12. Dead-letter queues¶

Async invocations (SNS, S3, EventBridge) that fail twice after retries land in a DLQ if you configure one:

HelloFunction:
  Type: AWS::Serverless::Function
  Properties:
    ...
    DeadLetterQueue:
      Type: SQS
      TargetArn: !GetAtt HelloDLQ.Arn

DLQs require operational discipline: a CloudWatch alarm on ApproximateNumberOfMessagesVisible > 0, a runbook that says "replay or discard", and a dashboard that shows DLQ depth per function.

For SQS-source Lambdas, configure the SQS queue's own RedrivePolicy for the source queue. The function's DLQ is for async invocation failures, which by definition can't happen from a polling event source.

13. Standard library and ecosystem footguns¶

Pattern	Why it bites in production
`time.Now()` in init for cache keys	Cold and warm starts produce different keys; cache thrashes
`os.Hostname()` for log fields	Returns `localhost.localdomain` on Lambda; useless
`net.Dial` with default timeout	Default is unlimited; Lambda will kill the invocation before the dial gives up
`database/sql` without `SetConnMaxLifetime`	Stale connections accumulate; first request after freeze can hit a dead conn
Logging entire request bodies	CloudWatch ingestion cost dominates; also leaks PII
`panic` for control flow	Lambda kills the invocation; downstream sees 502 with no detail
Background goroutines after handler returns	Frozen mid-flight; resumes weirdly on next invocation

Each of these has been a real production incident at some team. Code review for them once, then put them on a Lambda-specific checklist.

14. The "function is degraded" runbook¶

When CloudWatch alarms fire:

Check throttles. If Throttles > 0, either raise ReservedConcurrentExecutions or investigate why a downstream is slowing things down enough to consume concurrency.
Check cold start rate.
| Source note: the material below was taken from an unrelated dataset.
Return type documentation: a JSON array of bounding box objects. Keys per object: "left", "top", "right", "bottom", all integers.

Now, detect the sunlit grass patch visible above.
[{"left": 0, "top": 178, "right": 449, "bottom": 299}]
A spike in cold starts means new environments are being spun up; either traffic surged or environments are being killed for some reason.
Check downstream call latency. If DynamoDB / RDS / external API latency is up, your handler durations grow and you exhaust concurrency.
Sample recent error traces. X-Ray or CloudWatch Insights filter on errors; look for the common root cause.
Roll back if a recent deploy correlates. The canary alarm should have caught it; if it didn't, the alarm needs tightening.
Capture a pprof from a warm instance. Available via go.amzn.com/lambda/extensions or by exposing a port through API Gateway in a debug stack.

15. Summary¶

Production serverless Go is a system: reproducible byte-identical builds, IaC-managed deployments with canary rollback, three-signal observability (duration / errors / cold starts) plus per-function cost panels, lazy-fetched secrets with bounded TTL, multi-region planning, and reserved-concurrency budgeting. The Go code itself is small and disciplined: lazy init, context-honoring downstream calls, structured logs with request IDs. The operational surface area is large; treat each function like a microservice with full ownership of its own pipeline, alerts, runbook, and cost.